Despite Crook County showing recovery from the COVID recession and up 140 jobs, there remains approximately 400 more unemployed residents in Crook County than before the pandemic. It brings up the question of how can local business employment be recovered, yet there remain more unemployed residents than before?

On the supply side, the demand for workers is really high, and the supply seems low when looking at the experiences of businesses today in finding workers. Runberg indicated that many Crook County residents commute to a job in Deschutes County. Employment in Deschutes County remains down roughly 4% from the pre-COVID peak. Many of the local unemployed residents can be unemployed from a job they previously held in Deschutes County.

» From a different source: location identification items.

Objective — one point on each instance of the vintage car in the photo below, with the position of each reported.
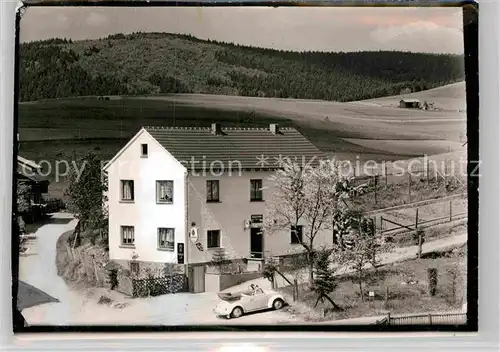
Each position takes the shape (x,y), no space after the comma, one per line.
(234,305)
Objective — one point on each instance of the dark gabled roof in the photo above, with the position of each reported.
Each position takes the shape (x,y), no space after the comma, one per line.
(254,148)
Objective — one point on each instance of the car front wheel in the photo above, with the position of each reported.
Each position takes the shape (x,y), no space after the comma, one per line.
(278,304)
(237,312)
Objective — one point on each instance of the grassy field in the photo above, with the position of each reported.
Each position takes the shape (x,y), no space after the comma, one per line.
(407,284)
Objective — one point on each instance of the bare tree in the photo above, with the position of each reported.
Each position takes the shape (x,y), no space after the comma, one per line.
(306,196)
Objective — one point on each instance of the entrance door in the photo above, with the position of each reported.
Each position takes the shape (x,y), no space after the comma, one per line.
(256,243)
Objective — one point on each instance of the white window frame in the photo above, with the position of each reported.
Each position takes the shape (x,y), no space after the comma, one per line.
(158,188)
(130,237)
(122,186)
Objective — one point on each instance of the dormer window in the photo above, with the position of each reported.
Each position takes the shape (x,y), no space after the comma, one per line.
(144,150)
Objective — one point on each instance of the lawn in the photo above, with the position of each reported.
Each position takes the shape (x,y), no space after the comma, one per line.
(407,286)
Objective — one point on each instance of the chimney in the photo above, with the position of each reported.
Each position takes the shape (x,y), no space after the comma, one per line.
(275,128)
(216,128)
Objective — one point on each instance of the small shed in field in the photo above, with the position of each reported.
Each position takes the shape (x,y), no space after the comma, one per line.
(409,103)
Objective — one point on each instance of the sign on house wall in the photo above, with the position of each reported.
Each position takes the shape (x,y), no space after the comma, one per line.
(180,253)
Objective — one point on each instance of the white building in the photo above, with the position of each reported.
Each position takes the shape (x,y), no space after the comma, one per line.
(192,190)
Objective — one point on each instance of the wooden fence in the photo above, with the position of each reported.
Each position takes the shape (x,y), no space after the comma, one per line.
(425,319)
(159,285)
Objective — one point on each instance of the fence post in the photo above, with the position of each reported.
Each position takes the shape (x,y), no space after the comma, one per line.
(445,175)
(419,244)
(386,298)
(295,290)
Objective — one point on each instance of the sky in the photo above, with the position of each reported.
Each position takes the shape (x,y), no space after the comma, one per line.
(433,30)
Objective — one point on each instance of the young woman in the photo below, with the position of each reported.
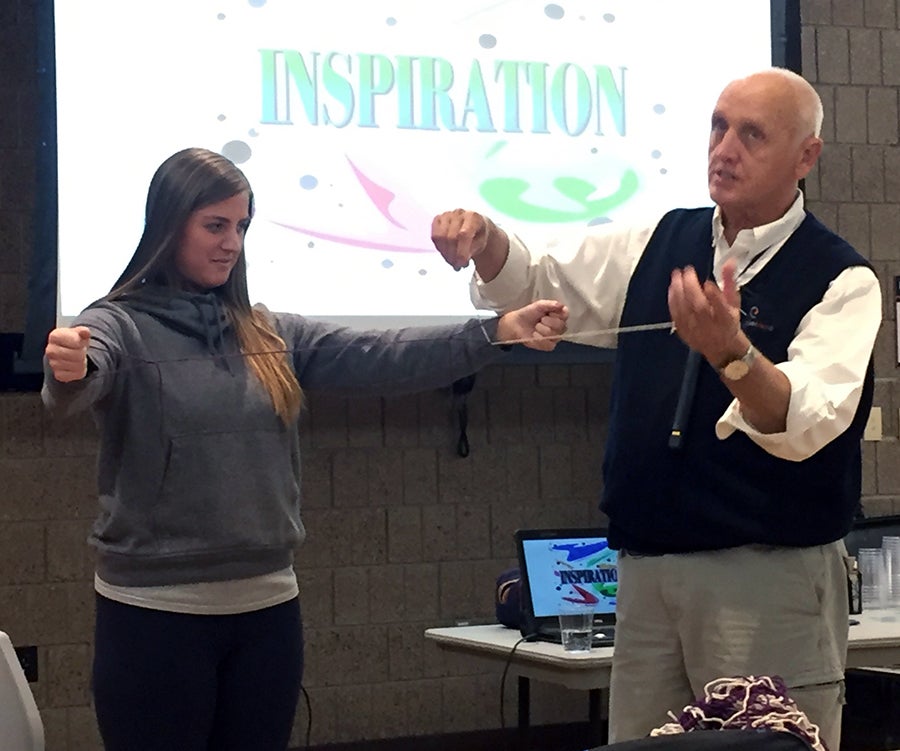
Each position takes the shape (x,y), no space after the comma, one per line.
(197,393)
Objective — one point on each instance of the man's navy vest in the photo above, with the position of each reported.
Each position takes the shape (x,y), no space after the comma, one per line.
(712,494)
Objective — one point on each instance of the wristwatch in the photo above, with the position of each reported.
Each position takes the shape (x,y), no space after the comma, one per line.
(734,370)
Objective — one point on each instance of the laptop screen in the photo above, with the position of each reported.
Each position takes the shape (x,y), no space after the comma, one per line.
(568,566)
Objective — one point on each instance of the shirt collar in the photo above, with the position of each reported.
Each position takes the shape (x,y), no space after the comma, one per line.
(766,235)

"Second, there are 10,165 employed residents in Crook County—that is up by roughly 500 jobs from before the pandemic, yet there are more unemployed at the same time. More employed and more unemployed. This means our labor force has grown by around 900 people since last February."

He went on to say that it looks like a lot of residents are new to the labor force and now identifying as unemployed. Whether that is to get more generous unemployment insurance (UI) benefits is a possibility—but still speculation.

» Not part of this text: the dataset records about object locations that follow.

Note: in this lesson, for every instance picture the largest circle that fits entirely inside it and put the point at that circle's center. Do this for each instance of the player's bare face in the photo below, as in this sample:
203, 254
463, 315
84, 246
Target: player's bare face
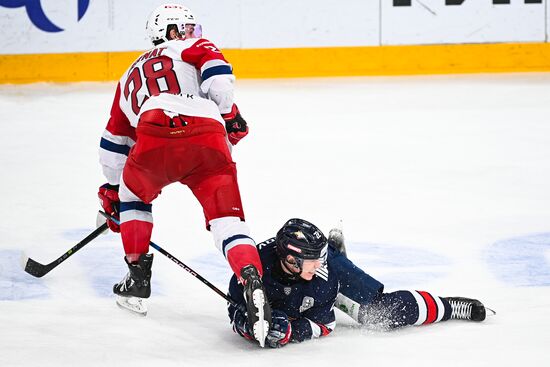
309, 267
192, 31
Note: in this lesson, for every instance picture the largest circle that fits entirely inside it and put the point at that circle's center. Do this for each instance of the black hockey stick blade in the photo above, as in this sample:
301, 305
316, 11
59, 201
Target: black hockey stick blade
38, 270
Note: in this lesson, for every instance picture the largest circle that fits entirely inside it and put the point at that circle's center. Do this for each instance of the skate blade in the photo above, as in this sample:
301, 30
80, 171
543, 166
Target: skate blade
135, 305
261, 327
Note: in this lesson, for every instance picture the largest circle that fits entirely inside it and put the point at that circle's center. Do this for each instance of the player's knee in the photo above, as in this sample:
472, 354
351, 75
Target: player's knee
227, 227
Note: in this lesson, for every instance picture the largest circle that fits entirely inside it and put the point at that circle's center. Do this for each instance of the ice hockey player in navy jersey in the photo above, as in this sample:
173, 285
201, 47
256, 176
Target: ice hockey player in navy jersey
173, 119
306, 276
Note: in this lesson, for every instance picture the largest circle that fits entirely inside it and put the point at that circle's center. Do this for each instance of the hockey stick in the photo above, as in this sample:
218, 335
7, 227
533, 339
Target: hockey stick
38, 270
182, 265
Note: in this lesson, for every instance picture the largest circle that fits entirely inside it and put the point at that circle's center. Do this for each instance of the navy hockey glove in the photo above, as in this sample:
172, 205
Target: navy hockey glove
235, 125
240, 323
281, 330
108, 198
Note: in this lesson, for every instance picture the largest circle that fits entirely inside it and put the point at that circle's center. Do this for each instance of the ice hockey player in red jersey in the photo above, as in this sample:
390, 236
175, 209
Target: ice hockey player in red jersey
173, 119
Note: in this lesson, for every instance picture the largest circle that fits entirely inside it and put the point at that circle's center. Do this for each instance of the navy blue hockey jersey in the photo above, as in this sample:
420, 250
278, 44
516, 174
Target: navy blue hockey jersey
310, 304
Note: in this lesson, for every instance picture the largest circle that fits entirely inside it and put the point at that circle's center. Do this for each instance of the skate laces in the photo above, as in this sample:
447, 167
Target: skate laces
126, 283
461, 309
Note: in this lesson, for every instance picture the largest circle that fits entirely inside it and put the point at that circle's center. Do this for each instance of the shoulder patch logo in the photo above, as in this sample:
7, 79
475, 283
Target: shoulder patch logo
307, 303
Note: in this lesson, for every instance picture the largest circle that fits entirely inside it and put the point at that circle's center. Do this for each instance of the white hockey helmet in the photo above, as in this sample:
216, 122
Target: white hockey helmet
167, 14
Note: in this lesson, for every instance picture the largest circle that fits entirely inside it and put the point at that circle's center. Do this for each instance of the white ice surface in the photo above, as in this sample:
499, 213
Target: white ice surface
442, 183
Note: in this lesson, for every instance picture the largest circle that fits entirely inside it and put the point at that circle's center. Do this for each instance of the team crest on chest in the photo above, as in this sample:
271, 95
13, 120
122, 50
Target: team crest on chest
307, 303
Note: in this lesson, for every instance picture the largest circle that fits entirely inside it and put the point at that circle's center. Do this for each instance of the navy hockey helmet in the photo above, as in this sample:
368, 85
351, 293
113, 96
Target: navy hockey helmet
302, 240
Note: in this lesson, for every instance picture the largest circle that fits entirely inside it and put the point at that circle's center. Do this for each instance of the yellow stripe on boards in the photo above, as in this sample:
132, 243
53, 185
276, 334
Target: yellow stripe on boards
297, 62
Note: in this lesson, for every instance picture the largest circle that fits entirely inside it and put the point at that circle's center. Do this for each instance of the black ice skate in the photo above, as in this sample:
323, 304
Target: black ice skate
257, 306
336, 240
466, 309
135, 286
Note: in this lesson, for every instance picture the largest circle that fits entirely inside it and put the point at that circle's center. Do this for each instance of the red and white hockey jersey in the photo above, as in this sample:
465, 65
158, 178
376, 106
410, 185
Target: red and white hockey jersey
162, 78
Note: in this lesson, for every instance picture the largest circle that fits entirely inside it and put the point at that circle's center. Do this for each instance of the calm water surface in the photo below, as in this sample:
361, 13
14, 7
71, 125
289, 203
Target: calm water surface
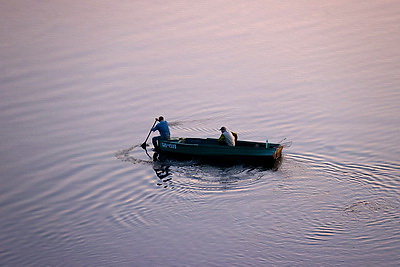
81, 83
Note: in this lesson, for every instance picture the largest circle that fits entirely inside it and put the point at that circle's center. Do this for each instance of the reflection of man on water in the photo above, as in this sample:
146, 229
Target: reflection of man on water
163, 128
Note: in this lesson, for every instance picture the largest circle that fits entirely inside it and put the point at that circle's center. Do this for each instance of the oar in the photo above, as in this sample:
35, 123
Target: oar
144, 144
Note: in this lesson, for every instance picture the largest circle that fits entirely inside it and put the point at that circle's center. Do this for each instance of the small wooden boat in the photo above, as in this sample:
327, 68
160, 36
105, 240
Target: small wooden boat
253, 153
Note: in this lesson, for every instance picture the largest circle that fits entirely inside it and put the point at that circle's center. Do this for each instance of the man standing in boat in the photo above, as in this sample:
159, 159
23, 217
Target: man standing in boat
227, 137
163, 128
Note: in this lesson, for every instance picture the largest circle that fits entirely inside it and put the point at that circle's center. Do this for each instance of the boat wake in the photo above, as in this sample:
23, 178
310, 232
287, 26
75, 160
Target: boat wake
193, 175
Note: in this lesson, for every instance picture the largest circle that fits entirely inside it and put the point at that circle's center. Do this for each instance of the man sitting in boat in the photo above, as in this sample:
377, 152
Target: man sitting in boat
227, 137
163, 128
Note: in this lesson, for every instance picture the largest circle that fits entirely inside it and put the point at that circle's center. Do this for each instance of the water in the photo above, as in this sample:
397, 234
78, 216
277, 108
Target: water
81, 84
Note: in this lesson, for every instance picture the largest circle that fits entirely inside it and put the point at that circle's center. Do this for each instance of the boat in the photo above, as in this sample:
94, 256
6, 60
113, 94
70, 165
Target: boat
247, 152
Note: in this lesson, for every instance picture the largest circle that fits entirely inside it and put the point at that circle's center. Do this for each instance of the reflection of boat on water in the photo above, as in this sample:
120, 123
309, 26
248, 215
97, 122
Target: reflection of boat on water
209, 150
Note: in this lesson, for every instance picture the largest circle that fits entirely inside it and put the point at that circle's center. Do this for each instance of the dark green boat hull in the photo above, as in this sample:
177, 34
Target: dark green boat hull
253, 153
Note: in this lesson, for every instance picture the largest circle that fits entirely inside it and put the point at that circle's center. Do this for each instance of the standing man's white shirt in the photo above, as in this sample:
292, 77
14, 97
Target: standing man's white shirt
229, 138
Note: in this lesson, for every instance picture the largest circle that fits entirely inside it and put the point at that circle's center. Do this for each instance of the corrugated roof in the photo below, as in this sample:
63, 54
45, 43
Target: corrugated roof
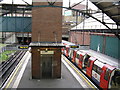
91, 23
33, 44
110, 8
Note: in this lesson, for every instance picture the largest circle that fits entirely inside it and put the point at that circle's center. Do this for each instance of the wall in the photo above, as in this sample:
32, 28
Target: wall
15, 24
107, 44
46, 23
82, 38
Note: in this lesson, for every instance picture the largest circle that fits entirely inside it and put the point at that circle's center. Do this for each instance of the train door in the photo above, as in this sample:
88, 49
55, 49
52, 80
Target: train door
105, 76
67, 50
74, 55
71, 54
96, 71
89, 66
79, 59
46, 66
115, 79
85, 61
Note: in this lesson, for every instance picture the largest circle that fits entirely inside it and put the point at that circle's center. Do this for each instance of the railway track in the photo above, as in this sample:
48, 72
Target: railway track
7, 67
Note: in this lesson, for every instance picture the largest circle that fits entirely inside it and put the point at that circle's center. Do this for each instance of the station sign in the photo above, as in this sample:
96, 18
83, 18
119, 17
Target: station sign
47, 52
23, 47
74, 46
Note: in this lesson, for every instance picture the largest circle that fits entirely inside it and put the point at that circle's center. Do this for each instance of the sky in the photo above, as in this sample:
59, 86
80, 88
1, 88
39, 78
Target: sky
65, 2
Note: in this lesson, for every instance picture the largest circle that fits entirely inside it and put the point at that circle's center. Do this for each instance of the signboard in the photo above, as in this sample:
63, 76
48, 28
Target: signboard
74, 46
46, 52
23, 47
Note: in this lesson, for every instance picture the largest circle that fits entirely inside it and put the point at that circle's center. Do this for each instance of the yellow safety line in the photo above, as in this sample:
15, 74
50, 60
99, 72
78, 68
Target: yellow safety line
11, 79
80, 74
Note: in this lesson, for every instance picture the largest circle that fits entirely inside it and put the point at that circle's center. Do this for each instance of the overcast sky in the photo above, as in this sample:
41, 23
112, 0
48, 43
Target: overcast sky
65, 2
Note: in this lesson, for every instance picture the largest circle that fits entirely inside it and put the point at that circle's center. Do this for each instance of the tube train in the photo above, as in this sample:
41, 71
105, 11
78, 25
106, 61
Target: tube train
104, 75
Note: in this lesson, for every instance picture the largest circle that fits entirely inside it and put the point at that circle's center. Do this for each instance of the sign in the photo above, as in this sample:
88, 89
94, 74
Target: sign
46, 52
23, 47
74, 46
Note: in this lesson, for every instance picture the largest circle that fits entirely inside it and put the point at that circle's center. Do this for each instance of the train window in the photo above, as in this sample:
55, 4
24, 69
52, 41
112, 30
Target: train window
107, 74
86, 57
77, 56
89, 62
99, 70
95, 68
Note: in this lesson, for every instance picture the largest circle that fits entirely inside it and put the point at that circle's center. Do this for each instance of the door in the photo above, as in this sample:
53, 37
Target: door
46, 66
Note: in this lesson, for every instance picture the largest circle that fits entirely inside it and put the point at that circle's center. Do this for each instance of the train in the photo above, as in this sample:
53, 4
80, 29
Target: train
104, 75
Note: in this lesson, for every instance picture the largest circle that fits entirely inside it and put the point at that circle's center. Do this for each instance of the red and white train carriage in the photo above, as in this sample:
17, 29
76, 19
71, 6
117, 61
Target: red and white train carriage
103, 74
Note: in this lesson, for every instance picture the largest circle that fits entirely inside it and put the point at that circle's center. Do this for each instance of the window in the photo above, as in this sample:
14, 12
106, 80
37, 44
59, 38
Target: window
77, 56
107, 74
97, 69
89, 62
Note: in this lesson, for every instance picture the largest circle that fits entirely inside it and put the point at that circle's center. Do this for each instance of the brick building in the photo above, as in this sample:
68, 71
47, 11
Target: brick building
46, 40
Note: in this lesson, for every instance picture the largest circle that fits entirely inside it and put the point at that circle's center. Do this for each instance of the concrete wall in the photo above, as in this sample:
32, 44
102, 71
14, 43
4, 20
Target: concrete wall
45, 22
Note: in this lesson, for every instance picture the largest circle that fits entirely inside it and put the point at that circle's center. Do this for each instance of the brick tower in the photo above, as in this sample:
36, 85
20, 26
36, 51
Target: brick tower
46, 40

"These could also be self-employed identifying as unemployed, which they likely would not have done before the creation of the Pandemic Unemployment Assistance that extended UI benefits to self-employed and GIG economy workers," Runberg said.

He indicated that the average Oregonian on Unemployment Insurance today is making an average of 100% wage replacement—which includes the federal unemployment money. High-wage workers are still not going to get close to full wages on UI. The area where people who receive an excess of full wage replacement are the lower-wage workers. He noted that the disincentive falls into more of the service-oriented industry.

"That is a huge disincentive, obviously, for folks entering the labor market," he said of the relationship to filling positions in the service industry.

He noted that the data that they have for employment and unemployment numbers is through April 2021. It only runs through the point when the COVID vaccines became available for all people, and for many, the fear of COVID was still a legitimate concern for the labor market.

Moving forward from the beginning of June, he said there will be a period of transition, as we get through that window where people had a legitimate fear of the COVID virus without vaccinations for the general public.

"Those are all public-facing jobs, where these people are having the most difficult time filling vacancies," he explained. "You are not having a lot of businesses who offer work from home having a difficult time filling those jobs. It's important to affirm the fact that in the middle of a pandemic, working in a public-facing job—until that vaccine was available, holding back too much criticism of those workers or potential workers."

As those things are phasing out, the employment department recently announced they will be reimplementing the search requirements for those receiving UI benefits. They will be required to be actively looking for work, and the extended benefits will expire at the end of summer.

He also pointed out that it is still fraud to be offered a job and turn it down and still get unemployment insurance.

"It's the responsibility of businesses who see fraud to report it, as they are a partner in that. We are encouraging businesses if they see fraud to just report it."